Twenty minutes later, Aram was striding across the top floor of Shaheen’s skyscraper.

As he entered Johara’s company headquarters, he frowned. The door to her assistants’ office, which led to hers, was open. Weird.

Deciding that it must have been a rare oversight in their haste to attend Johara and Shaheen’s soiree, he walked in and found the door to his sister’s private office also ajar. Before he could process this new information, a slam reverberated through him.

He froze, his senses on high alert. Not that it took any effort to pinpoint the source of the noise. The racket that followed was unmistakable in direction and nature. Someone was inside Johara’s office and was turning it upside down.

Thief was the first thing that jumped into his mind.

But no. There was no way anyone could have bypassed security. Except someone the guards knew. Maybe one of Johara’s assistants was in there looking for the file she’d asked him for? But she had been clear she hadn’t trusted anyone else with her personal pass codes. So could one of her employees be trying to break into her files?

No, again. He trusted his gut feelings, and he knew Johara had chosen her people well.

Then perhaps someone who worked for Shaheen was trying to steal classified info only she as his wife would be privy to?

Maybe. Calling the guards was the logical next step, anyway. But if he’d jumped to conclusions it could cause unnecessary fright and embarrassment to whomever was inside. He should take a look before he made up his mind how to proceed.

He neared the door in soundless steps, not that the person inside would have heard a marching band. A bulldozer wouldn’t have caused more commotion than that intruder. That alone was just cause to give whomever it was a bit of a scare.

Peeping inside, he primed himself for a confrontation if need be. The next moment, everything in his mind emptied.

It was a woman. Young, slight, wiry. With the thickest mane of hair he’d ever seen flying after her like dark flames as she crashed about Johara’s office. And she didn’t look in the least worried she’d be caught in the act.

Without making a conscious decision, he found himself striding right in.

Then he heard himself saying, “Why don’t you fill me in on what you’re looking for?”

The woman jumped in the air. She was so light, her movement so vertical, so high, it triggered an exaggerated image in his mind of a cartoon character jumping out of her skin in fright. It almost forced a laugh from his lips at its absurdity yet its appropriateness for this brownie.

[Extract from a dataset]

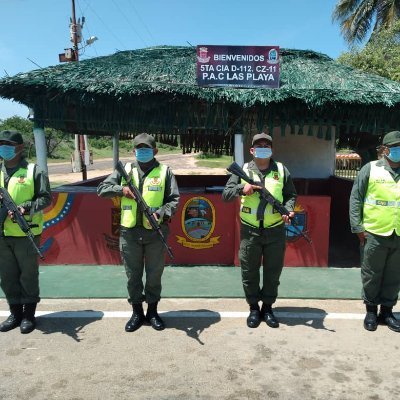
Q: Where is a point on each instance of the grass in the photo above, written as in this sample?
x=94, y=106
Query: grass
x=212, y=161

The laugh dissolved into a smile that hadn’t touched his lips in far too long as she turned to him.

He watched her, feeling as if time was decelerating, like one of those slow-motion movie sequences that signified a momentous event.

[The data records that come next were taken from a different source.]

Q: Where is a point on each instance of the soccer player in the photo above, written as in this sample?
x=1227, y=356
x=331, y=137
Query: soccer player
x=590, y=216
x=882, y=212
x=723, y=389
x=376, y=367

He heard himself again, amusement soaking his drawl. “I hear that while searching for something that evidently elusive, two sets of hands and eyes, not to mention two brains, are better than one.”

With his last word, she was facing him. And though her face was a canvas of shock, and he could tell from her shapeless black shirt and pants that the tiny sprite was unarmed, it felt as if he’d gotten a kick in his gut.

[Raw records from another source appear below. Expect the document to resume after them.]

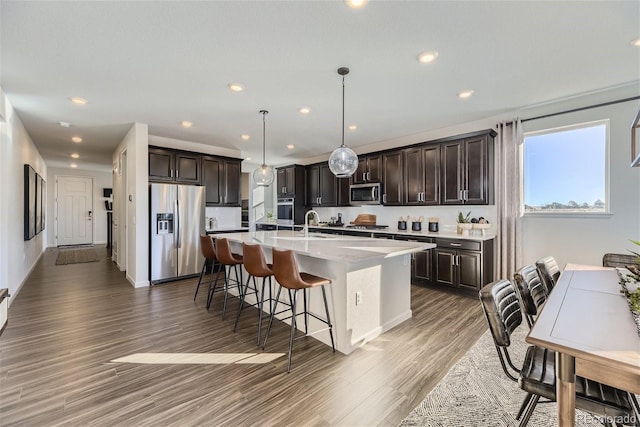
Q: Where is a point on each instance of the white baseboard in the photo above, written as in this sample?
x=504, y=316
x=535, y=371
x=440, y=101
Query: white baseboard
x=14, y=294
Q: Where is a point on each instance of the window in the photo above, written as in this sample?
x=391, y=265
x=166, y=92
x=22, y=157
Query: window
x=565, y=170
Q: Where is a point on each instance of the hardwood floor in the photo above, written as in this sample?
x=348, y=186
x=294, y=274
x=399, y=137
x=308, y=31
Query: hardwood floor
x=70, y=322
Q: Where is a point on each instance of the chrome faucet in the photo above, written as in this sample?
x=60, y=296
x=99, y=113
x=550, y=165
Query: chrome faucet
x=306, y=221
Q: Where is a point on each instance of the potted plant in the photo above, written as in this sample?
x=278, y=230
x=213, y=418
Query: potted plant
x=631, y=286
x=464, y=223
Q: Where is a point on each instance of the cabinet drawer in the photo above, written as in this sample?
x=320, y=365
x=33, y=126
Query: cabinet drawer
x=459, y=244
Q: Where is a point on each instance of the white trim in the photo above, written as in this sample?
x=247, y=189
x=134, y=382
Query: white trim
x=93, y=207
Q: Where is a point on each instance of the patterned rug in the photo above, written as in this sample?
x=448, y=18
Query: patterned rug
x=477, y=392
x=76, y=256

And that was before her startled expression faded, before those fierce, dark eyes flayed a layer off his skin and her husky voice burned down his nerve endings.

“I should have known the unfortunate event of tripping into your presence was a territorial hazard around this place. So what brings you to your poor sister’s office while she’s not around? Is no one safe from the raids of The Pirate?”